La religion instrumentalisée
James Wandera est le fondateur de LGBT Voice Tanzania, qui œuvre pour les droits des personnes LGBT (lesbiennes, gay, bisexuelles et transgenres) en Tanzanie. Il affirme qu'il n'y a pas d'autre groupe dans le pays qui tente de soutenir la communauté LGBT et que la situation s'aggrave. «Nous n'avons pas d'autre choix que de nous cacher jusqu'à ce que les choses s'améliorent. La communauté gay vit dans la peur et certains ont fui vers d'autres pays. Mais nous sommes prêts à défendre ceux qui ont été arrêtés par le gouvernement», déclare-t-il. Pour Paul Makonda, qui a ordonné la répression anti-gay, l’organisation fait ouvertement la promotion des droits des LGBT. Ce haut fonctionnaire chrétien s’est récemment rendu dans une église pentecôtiste de Dar es Salaam. «Je suis venu ici pour prier afin que Dieu me donne des pouvoirs divins pour lutter contre l'homosexualité», racontait Paul Makonda en pleurant devant une grande assemblée. «Je crois aux prières et je sais que Dieu y répondra lorsque j'aborderai cette question.»
Pour James Wandera, avec de telles prières, Paul Makonda sème la haine entre les citoyens et la communauté gay en utilisant la religion. «Paul Makonda a réussi à faire croire aux gens que les personnes LGBT sont mauvaises et qu'elles ne peuvent pas vivre avec les autres. Il ne devrait pas utiliser la religion ou la loi pour séparer les citoyens en raison de leur orientation sexuelle et de leur identité sexuelle», précise-t-il.
La communauté internationale préoccupée
La tension dans le pays a incité les États-Unis et les organisations internationales critiquent sévèrement ce pays d'Afrique de l'Est pour violation des droits de l'homme et des libertés civiles. «Le gouvernement des États-Unis est profondément préoccupé par l'escalade des attaques et des mesures législatives du gouvernement tanzanien qui violent les libertés civiles et les droits de l'homme», a déclaré le département d'État des États-Unis dans un communiqué publié le 9 novembre. «Nous sommes préoccupés par les arrestations et le harcèlement incessants de personnes marginalisées, y compris les lesbiennes, gays, bisexuels, transgenres et autres, qui cherchent à exercer leur droit à la liberté de parole, d'association et de réunion.»

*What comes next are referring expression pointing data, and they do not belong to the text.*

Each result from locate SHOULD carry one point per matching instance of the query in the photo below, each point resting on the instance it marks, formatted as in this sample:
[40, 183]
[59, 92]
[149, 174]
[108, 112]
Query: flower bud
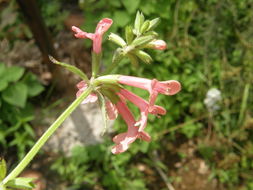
[146, 58]
[157, 44]
[153, 24]
[117, 39]
[143, 40]
[138, 23]
[129, 34]
[118, 55]
[145, 26]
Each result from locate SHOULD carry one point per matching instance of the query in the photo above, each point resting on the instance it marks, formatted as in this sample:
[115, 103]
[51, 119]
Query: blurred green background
[210, 46]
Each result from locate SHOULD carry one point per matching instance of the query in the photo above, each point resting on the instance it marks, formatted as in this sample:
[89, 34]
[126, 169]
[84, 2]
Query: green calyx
[106, 79]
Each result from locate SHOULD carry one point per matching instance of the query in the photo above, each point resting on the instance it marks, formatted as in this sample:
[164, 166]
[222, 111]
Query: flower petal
[90, 99]
[112, 112]
[103, 26]
[81, 34]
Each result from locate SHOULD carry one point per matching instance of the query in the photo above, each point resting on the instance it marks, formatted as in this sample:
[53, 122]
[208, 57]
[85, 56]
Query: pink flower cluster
[96, 37]
[135, 127]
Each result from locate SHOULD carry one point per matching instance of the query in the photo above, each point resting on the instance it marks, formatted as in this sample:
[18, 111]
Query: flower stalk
[30, 155]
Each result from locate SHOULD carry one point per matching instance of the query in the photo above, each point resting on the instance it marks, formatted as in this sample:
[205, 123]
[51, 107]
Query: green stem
[96, 59]
[30, 155]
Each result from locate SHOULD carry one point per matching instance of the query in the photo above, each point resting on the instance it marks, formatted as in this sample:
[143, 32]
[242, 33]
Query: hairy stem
[30, 155]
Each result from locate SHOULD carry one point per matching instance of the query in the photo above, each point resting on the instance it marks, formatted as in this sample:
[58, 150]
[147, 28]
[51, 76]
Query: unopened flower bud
[153, 24]
[145, 26]
[146, 58]
[129, 34]
[144, 40]
[157, 44]
[117, 39]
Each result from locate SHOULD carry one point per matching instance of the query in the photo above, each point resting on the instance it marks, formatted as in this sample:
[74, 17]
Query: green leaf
[104, 112]
[71, 68]
[13, 74]
[34, 87]
[131, 5]
[21, 183]
[3, 169]
[16, 94]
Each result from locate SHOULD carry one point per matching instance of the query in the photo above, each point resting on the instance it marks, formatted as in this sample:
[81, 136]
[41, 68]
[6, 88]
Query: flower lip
[103, 26]
[170, 87]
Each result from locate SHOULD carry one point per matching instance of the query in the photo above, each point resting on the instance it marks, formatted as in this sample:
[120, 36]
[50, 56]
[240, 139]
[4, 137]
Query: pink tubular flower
[110, 107]
[169, 87]
[92, 97]
[157, 44]
[123, 140]
[144, 106]
[96, 37]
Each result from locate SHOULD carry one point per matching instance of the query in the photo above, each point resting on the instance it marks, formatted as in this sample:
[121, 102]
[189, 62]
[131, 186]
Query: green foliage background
[210, 44]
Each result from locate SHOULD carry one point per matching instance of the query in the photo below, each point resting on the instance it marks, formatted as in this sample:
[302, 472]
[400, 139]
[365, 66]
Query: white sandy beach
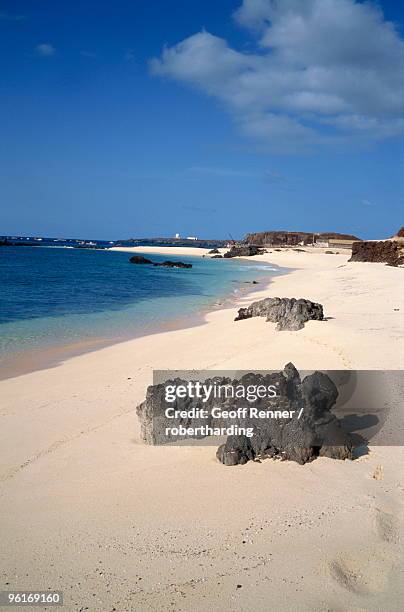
[117, 525]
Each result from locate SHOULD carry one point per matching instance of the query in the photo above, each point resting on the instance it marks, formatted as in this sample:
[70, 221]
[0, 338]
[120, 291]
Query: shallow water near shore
[54, 298]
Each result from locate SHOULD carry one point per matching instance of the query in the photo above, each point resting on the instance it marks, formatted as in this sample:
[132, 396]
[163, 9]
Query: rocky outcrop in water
[289, 313]
[172, 264]
[139, 259]
[385, 251]
[248, 250]
[316, 432]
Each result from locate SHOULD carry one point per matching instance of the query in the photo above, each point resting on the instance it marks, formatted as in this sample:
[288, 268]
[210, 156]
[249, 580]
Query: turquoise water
[56, 296]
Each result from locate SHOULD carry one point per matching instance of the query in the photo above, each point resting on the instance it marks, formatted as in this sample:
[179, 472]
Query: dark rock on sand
[317, 431]
[173, 264]
[139, 259]
[236, 451]
[288, 313]
[386, 251]
[244, 251]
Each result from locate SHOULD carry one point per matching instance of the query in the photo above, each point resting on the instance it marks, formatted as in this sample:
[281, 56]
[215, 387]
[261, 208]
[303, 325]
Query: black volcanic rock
[172, 264]
[293, 238]
[385, 251]
[315, 432]
[288, 313]
[236, 451]
[139, 259]
[243, 251]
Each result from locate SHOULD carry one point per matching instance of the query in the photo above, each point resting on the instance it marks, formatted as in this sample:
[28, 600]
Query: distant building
[339, 243]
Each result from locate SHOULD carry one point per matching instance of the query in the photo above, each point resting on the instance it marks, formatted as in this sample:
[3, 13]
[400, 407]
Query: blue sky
[153, 117]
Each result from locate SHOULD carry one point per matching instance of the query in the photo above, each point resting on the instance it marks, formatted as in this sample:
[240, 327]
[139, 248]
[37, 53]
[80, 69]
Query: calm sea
[57, 296]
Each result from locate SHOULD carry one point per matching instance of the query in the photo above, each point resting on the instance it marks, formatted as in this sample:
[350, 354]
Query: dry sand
[88, 509]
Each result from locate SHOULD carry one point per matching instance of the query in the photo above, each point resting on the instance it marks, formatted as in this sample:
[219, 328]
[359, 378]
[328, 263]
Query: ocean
[60, 296]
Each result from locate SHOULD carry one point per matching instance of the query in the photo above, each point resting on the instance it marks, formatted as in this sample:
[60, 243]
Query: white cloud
[325, 72]
[45, 50]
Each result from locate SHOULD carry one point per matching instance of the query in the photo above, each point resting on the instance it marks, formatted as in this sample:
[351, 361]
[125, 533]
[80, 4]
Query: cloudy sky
[153, 117]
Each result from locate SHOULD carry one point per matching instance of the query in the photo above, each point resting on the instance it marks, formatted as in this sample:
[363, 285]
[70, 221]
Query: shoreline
[186, 529]
[46, 357]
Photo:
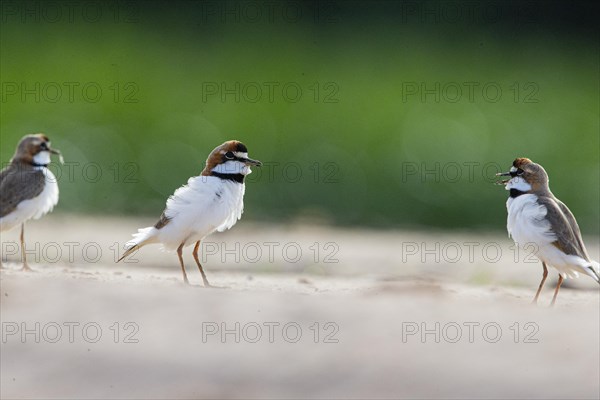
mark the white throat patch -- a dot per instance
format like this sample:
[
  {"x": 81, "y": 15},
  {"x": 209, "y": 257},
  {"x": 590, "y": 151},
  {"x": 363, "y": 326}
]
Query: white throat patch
[
  {"x": 232, "y": 167},
  {"x": 42, "y": 158}
]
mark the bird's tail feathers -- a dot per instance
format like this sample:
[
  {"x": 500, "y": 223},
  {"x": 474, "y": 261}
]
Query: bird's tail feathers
[
  {"x": 143, "y": 237},
  {"x": 595, "y": 271}
]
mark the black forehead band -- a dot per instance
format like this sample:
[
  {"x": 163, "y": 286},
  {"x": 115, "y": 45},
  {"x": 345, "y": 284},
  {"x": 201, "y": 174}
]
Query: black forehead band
[{"x": 241, "y": 147}]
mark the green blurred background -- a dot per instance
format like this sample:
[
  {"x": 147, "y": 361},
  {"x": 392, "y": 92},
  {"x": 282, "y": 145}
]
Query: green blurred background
[{"x": 361, "y": 144}]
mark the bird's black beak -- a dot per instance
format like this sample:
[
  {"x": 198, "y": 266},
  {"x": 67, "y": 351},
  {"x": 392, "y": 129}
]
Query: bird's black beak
[
  {"x": 504, "y": 182},
  {"x": 249, "y": 161}
]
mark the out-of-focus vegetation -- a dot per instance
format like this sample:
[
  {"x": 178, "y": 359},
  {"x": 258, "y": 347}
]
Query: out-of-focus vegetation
[{"x": 399, "y": 122}]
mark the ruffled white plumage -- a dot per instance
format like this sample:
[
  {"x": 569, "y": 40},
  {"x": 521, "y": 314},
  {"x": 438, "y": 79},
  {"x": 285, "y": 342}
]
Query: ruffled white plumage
[
  {"x": 204, "y": 205},
  {"x": 529, "y": 228}
]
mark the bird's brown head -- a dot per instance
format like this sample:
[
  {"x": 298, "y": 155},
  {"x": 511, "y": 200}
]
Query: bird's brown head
[
  {"x": 526, "y": 174},
  {"x": 230, "y": 158},
  {"x": 34, "y": 150}
]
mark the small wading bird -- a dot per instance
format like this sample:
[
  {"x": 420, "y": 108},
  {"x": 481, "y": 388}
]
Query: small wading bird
[
  {"x": 213, "y": 201},
  {"x": 28, "y": 189},
  {"x": 535, "y": 216}
]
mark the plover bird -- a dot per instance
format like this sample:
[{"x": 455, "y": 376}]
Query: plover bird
[
  {"x": 28, "y": 189},
  {"x": 212, "y": 201},
  {"x": 537, "y": 218}
]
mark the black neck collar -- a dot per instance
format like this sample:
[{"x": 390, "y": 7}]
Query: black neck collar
[
  {"x": 239, "y": 178},
  {"x": 514, "y": 193}
]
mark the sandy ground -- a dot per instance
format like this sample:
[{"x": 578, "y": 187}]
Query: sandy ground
[{"x": 300, "y": 312}]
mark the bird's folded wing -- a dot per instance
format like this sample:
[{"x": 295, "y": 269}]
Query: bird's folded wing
[
  {"x": 564, "y": 225},
  {"x": 17, "y": 185}
]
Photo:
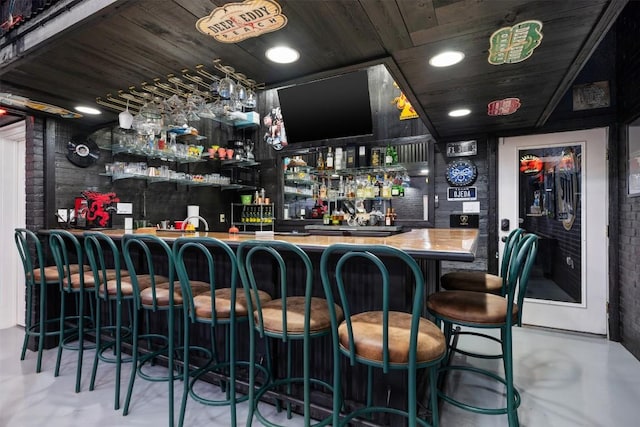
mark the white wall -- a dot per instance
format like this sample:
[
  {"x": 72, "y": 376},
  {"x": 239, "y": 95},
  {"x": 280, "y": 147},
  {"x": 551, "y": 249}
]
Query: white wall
[{"x": 12, "y": 215}]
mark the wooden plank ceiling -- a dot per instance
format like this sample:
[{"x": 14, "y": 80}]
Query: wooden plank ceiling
[{"x": 130, "y": 42}]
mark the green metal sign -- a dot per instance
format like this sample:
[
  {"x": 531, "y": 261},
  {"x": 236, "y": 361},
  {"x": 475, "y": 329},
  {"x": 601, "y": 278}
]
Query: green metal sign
[{"x": 510, "y": 45}]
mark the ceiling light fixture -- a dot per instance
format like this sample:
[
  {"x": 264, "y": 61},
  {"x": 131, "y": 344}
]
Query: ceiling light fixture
[
  {"x": 282, "y": 54},
  {"x": 87, "y": 110},
  {"x": 446, "y": 59},
  {"x": 460, "y": 112}
]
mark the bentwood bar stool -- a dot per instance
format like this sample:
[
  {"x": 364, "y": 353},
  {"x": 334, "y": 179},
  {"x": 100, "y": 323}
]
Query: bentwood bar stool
[
  {"x": 113, "y": 290},
  {"x": 478, "y": 312},
  {"x": 293, "y": 314},
  {"x": 480, "y": 281},
  {"x": 39, "y": 278},
  {"x": 220, "y": 309},
  {"x": 375, "y": 334},
  {"x": 67, "y": 253}
]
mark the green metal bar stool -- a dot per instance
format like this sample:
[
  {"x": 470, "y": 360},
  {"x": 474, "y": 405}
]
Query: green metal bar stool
[
  {"x": 222, "y": 306},
  {"x": 38, "y": 278},
  {"x": 481, "y": 311},
  {"x": 67, "y": 253},
  {"x": 102, "y": 252},
  {"x": 291, "y": 315},
  {"x": 146, "y": 255},
  {"x": 480, "y": 281},
  {"x": 379, "y": 336}
]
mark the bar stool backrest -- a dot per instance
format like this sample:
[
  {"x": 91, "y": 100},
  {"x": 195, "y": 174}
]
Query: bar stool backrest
[
  {"x": 256, "y": 250},
  {"x": 139, "y": 256},
  {"x": 96, "y": 246},
  {"x": 31, "y": 255},
  {"x": 519, "y": 271},
  {"x": 509, "y": 245},
  {"x": 67, "y": 251},
  {"x": 374, "y": 256},
  {"x": 188, "y": 248}
]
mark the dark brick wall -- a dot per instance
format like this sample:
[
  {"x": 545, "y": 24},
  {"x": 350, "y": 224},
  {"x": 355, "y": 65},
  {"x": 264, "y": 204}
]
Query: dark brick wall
[{"x": 628, "y": 267}]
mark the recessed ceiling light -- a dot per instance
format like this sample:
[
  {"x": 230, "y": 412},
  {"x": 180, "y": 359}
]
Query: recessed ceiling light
[
  {"x": 445, "y": 59},
  {"x": 460, "y": 113},
  {"x": 282, "y": 54},
  {"x": 88, "y": 110}
]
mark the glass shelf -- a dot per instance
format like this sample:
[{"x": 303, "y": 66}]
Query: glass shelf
[
  {"x": 190, "y": 183},
  {"x": 156, "y": 154}
]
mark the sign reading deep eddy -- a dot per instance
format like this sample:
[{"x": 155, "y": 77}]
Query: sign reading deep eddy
[
  {"x": 503, "y": 107},
  {"x": 235, "y": 22},
  {"x": 510, "y": 45}
]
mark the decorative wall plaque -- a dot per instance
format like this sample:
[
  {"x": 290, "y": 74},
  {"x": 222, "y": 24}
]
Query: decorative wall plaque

À Isebania, Joseph Omar a supplié les autorités de comprendre que le fait d’être gay ne relevait pas de son propre désir. «Je n'ai pas choisi d'être gay, et Dieu seul en connaît la raison», a-t-il lâché en franchissant la frontière du Kenya. «Je retournerai dans mon pays quand la situation se sera calmée. Je ne veux pas mourir ou être emprisonné.»